2019 v. Indianapolis on a Thursday night.
There are many others too that have left an impression too. Back in 2016, when Fuller V was a potential first round prospect, it was clear that the Texans needed some help at the receiver position. So, prior to the 2016 NFL Draft, I sat down and did a deep dive on a few of the receivers that the Texans might consider at No. 22 in the 2016 draft. Fuller V was one of the two or three Prospect of the Day articles that I did back in 2016. Fuller eventually was selected at No. 21 in the Draft...thankfully, the Texans moved up one spot to draft the Notre Dame star.
I went into the way back machine to review what I thought about Fuller V then and how it's turned out, so to speak.
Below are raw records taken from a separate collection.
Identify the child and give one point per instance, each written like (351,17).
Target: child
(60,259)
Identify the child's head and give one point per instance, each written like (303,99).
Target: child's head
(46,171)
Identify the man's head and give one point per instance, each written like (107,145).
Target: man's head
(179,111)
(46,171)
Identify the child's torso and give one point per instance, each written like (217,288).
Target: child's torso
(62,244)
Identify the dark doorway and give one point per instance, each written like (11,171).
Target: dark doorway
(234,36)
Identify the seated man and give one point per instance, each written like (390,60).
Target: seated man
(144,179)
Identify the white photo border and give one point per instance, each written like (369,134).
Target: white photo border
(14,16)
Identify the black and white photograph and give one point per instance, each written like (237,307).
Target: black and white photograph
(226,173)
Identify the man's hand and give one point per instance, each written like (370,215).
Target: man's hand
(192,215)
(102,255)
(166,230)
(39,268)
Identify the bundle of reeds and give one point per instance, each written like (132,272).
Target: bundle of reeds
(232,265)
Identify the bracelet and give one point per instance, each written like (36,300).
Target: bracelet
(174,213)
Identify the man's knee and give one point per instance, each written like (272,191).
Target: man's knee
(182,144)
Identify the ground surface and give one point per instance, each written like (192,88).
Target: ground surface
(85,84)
Let's do a little Draft Throwback on one of the most important Texans in 2020 - Will Fuller V.
Notre Dame WR Will Fuller
6-0, 186 lb.
Played his HS football at Roman Catholic, Philadelphia, PA
1st team AAAA All-State football selection
Member of the Rivals 250 list
MVP of the Philadelphia Catholic League (AAAA)
Played for East squad in Semper Fidelis All-American Bowl
6th in the nation in touchdown receptions (13 in regular season, 14 in total)
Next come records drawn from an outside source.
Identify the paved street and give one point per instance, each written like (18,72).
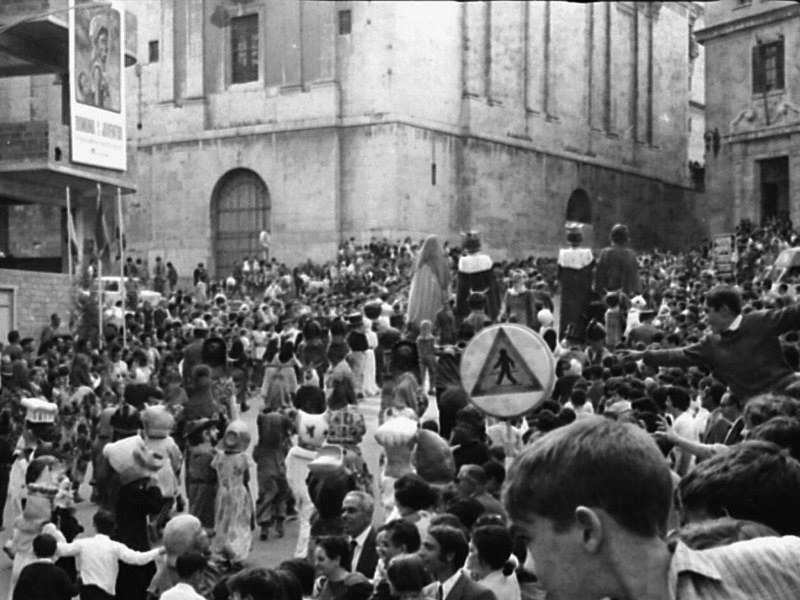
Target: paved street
(268,553)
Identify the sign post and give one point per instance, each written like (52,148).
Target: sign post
(507,370)
(723,253)
(97,84)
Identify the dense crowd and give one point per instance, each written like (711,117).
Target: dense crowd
(663,463)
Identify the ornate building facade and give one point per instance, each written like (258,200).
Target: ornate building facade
(318,121)
(753,111)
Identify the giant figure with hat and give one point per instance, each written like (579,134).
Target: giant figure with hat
(475,274)
(42,479)
(135,497)
(575,271)
(430,285)
(185,533)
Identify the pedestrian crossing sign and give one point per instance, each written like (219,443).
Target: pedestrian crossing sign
(507,370)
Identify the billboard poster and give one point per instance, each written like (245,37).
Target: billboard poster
(97,84)
(724,253)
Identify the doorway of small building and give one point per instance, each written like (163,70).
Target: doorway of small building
(774,175)
(240,211)
(579,210)
(7,320)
Biletnikoff Award Semifinalist
2nd team All-American (Phil Steele, TSN, FWAA, AP, CBS Sports, Athlon, SI, USA Today)
29 total touchdowns in two seasons.
Notre Dame MVP
(Tied) 1st All-time in touchdown receptions in a season (15 in 2014)
2nd All-time in touchdown receptions for a career (29)
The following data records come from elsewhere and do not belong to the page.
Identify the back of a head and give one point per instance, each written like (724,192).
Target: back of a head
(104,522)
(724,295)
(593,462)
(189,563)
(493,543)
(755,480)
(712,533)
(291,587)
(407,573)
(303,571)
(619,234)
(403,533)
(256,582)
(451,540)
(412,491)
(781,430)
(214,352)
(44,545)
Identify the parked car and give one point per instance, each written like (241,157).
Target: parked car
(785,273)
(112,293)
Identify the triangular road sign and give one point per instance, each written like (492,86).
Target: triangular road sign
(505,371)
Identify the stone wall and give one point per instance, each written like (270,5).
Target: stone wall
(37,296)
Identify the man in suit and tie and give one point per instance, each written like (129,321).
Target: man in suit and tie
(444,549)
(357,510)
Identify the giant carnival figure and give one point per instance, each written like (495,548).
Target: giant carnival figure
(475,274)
Combine/Pro Day Measurements
Arms: 30 ¾"
Hand: 8 ¼"
40-yard dash: 4.32 secs
Bench (reps of 225): 10
Broad Jump: 10'6"
Vertical Jump: 33.5"
3-cone: 6.93 secs
Short Shuttle: 4.27 secs
60 yard shuttle: 11.44 secs
After the 2014 season, I was completely convinced that Fuller was one of the most dynamic players in college football with the ball in his hands. I don't know how many times I said something to the extent of…
"Just throw him a quick screen and get out of his way."
I can't even remember how many quick screens Notre Dame threw his way and heeded my advice 100% of the time. He turned in a 76 catch, 15 TD season, tying a Notre Dame season record.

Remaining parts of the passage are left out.